Please contact us in advance if you would like to view this book at our Curzon Street shop.

2vols. Large 4to. 13, 8 lithographed plates, tables, and maps (many large folding), complete. Original printed wrappers (minor damage to spine). Occasional minor wear, staples rusty, but overall still a very good set. vi, 398; vi, 460 pp. Shanghai, Statistical Department of the Inspectorate General of Customs, 

The China Maritime Customs Service (aka. Imperial Maritime Customs Service) was founded in 1854 in order to administer the collection of taxes after this became impossible during the Taiping rebellion. It was notionally controlled by the Imperial Qing government, but was in fact largely staffed by foreigners (in the higher ranks) who reported to an Inspector General (Nelson Lay & Sir Robert Hart). All foreigners had to be fluent in Chinese, and the Service prided itself on its efficiency, and the unbiased enforcement of the tax collecting regime on foreigners and Chinese alike. By 1900 they were collecting about a third of the total tax revenue available to the Qing government. They were also involved in the postal administration, harbour and waterway management, lighthouse construction, weather reporting, and the policing of coastal areas and the Yangtze.  

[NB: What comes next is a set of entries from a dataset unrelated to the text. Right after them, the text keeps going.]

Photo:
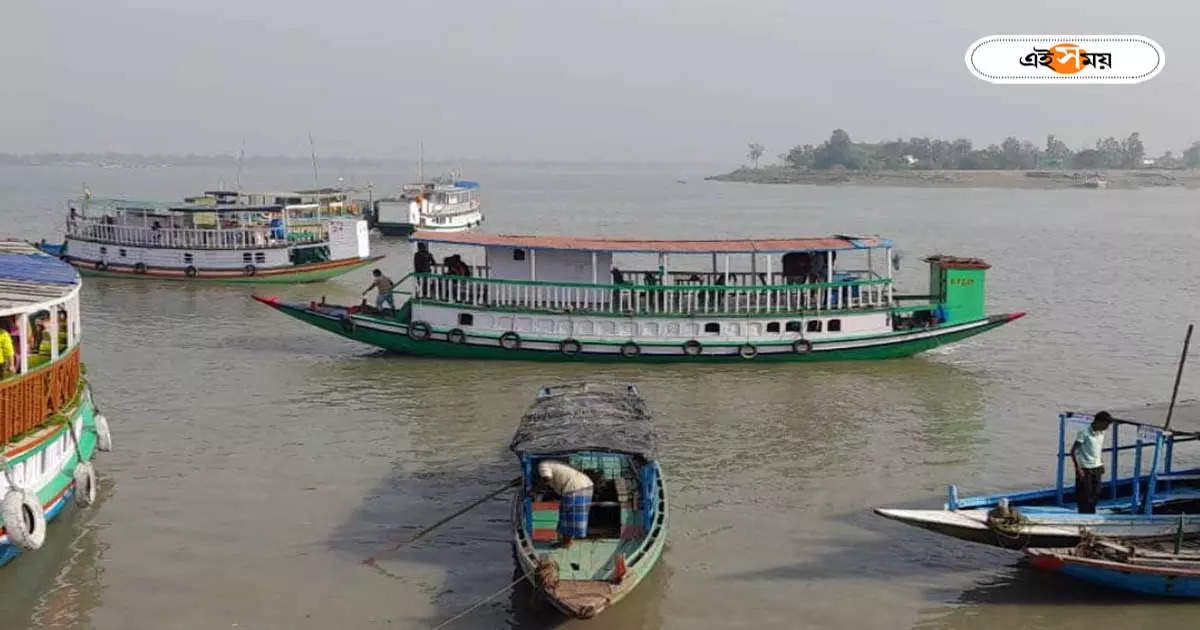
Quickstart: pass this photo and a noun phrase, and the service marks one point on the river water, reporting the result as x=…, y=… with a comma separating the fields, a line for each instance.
x=259, y=461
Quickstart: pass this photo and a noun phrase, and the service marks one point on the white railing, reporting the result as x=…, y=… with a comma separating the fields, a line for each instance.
x=679, y=299
x=195, y=238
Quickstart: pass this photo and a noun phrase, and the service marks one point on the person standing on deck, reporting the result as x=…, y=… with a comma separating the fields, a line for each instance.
x=1086, y=453
x=575, y=490
x=384, y=286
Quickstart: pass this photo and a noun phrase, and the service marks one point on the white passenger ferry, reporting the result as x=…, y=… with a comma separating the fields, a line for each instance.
x=291, y=237
x=563, y=298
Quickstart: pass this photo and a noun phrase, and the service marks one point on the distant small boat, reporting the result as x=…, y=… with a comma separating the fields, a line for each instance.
x=604, y=431
x=1150, y=569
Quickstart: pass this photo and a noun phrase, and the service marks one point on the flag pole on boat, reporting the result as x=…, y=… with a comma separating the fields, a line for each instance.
x=1179, y=376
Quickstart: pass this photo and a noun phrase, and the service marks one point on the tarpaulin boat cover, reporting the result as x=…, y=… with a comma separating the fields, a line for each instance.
x=587, y=417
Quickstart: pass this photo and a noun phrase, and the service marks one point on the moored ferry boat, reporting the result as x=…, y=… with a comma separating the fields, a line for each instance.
x=1158, y=499
x=49, y=426
x=303, y=237
x=441, y=205
x=558, y=298
x=604, y=432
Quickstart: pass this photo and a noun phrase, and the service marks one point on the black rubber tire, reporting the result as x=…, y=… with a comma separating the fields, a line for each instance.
x=510, y=341
x=420, y=330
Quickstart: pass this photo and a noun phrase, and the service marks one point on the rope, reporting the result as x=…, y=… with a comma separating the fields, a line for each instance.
x=480, y=603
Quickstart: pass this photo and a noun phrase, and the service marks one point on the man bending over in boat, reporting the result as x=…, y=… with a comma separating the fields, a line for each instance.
x=1086, y=454
x=575, y=490
x=383, y=285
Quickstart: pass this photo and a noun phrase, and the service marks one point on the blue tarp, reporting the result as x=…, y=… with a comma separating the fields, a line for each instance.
x=36, y=268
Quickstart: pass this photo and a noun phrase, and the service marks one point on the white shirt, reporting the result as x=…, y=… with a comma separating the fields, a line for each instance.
x=563, y=478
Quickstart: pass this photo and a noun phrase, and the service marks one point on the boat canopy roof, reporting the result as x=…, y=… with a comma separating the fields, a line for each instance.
x=583, y=417
x=605, y=244
x=29, y=277
x=1186, y=418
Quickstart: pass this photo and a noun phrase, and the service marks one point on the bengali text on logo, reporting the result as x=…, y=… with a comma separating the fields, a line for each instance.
x=1066, y=59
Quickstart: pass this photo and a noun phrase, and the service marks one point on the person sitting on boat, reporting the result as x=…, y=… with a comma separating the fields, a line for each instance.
x=575, y=491
x=384, y=286
x=1086, y=453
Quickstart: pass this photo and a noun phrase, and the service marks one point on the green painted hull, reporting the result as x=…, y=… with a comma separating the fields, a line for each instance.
x=888, y=346
x=291, y=277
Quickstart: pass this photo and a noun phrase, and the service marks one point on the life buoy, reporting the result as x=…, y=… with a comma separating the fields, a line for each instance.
x=510, y=341
x=420, y=330
x=103, y=437
x=85, y=484
x=23, y=519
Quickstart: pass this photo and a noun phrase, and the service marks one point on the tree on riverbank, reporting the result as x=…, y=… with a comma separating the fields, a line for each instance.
x=839, y=151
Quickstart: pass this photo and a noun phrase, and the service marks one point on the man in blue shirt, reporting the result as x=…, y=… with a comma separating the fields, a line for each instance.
x=1086, y=453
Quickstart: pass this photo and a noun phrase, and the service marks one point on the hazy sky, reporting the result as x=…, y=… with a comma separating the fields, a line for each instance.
x=648, y=81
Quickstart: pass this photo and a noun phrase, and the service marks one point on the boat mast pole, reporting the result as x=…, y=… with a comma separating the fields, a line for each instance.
x=1179, y=376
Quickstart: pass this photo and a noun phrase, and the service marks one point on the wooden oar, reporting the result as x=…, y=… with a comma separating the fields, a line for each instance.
x=1179, y=376
x=420, y=534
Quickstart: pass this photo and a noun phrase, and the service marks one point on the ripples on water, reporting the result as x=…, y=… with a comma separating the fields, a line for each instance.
x=258, y=461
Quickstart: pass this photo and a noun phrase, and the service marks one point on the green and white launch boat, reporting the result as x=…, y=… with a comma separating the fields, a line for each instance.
x=561, y=298
x=49, y=427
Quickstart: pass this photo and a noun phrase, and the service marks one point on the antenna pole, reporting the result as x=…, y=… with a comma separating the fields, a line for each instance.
x=1179, y=376
x=313, y=149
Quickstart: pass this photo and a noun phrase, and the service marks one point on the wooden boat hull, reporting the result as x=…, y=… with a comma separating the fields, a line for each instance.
x=394, y=334
x=58, y=489
x=1131, y=577
x=295, y=274
x=583, y=599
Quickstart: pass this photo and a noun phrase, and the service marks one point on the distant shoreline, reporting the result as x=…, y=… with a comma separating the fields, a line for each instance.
x=966, y=179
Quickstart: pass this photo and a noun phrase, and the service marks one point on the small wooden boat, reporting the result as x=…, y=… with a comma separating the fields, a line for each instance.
x=1153, y=502
x=288, y=237
x=49, y=426
x=604, y=431
x=551, y=298
x=1163, y=569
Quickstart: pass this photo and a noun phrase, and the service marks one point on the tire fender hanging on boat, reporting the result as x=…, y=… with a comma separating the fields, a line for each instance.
x=420, y=330
x=103, y=436
x=23, y=519
x=510, y=341
x=569, y=347
x=85, y=484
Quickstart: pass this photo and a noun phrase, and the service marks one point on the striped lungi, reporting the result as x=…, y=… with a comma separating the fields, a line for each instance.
x=573, y=513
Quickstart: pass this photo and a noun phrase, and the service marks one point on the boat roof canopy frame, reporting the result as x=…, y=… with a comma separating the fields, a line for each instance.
x=617, y=245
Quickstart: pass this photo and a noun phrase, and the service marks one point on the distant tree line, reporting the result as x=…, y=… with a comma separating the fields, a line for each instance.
x=839, y=151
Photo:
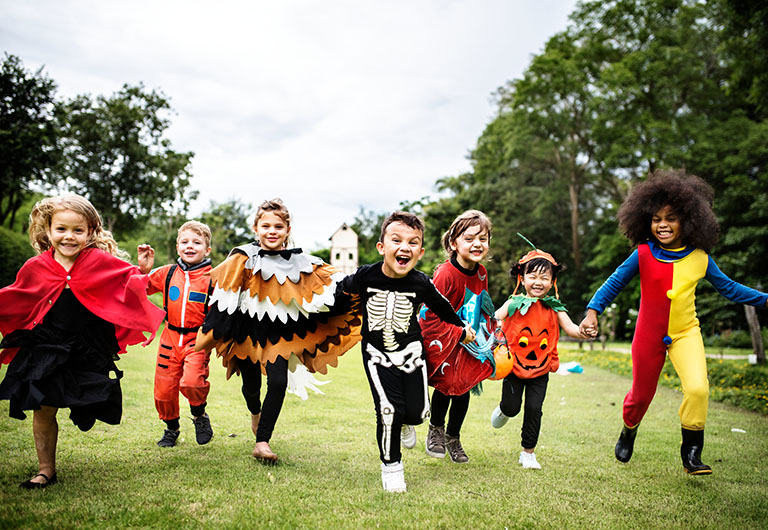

The present fourth issue covers the years from 1912 to 1921. Vol. 1 deals with the Northern and Yangtze Ports (incl. Harbin, Mukden, Tianjin, Hankou, Wuhu and Nanjing), while vol. 2 describes the Southern and Frontier Ports (incl. Shanghai, Fuzhou, Canton, Kowloon, and Lappa) together with an appendix of trade statistics. “In compiling the fourth issue of our Decennial Reports… the format of the last issue should be again adhered to. While recognising that much has been written in previous reports and that repetition is to be avoided as far as possible, the coming volumes should be replete with events of historical interest: revolution and fall of the Manchus, European War and its effects on local conditions, unprecedented rise (and fall) in the price of silver, , trade depressions and trade booms, the Japanese boycott, civil strife, extraterritoriality withdrawn from some and refused to others, are a few of the items which have been suggested by the Statistical Secretary as providing useful material. Furthermore, the growth of native industries and China’s evolution, during the decade, on the road to industrial independence will also make interesting reading.” (Circular no. 3082, p. viii).

The appendix provides detailed trade statistics incl. imports and exports of various goods (cotton, tea, opium etc.) as well as on the population (both foreign and Chinese). All the Decennial Reports are rare.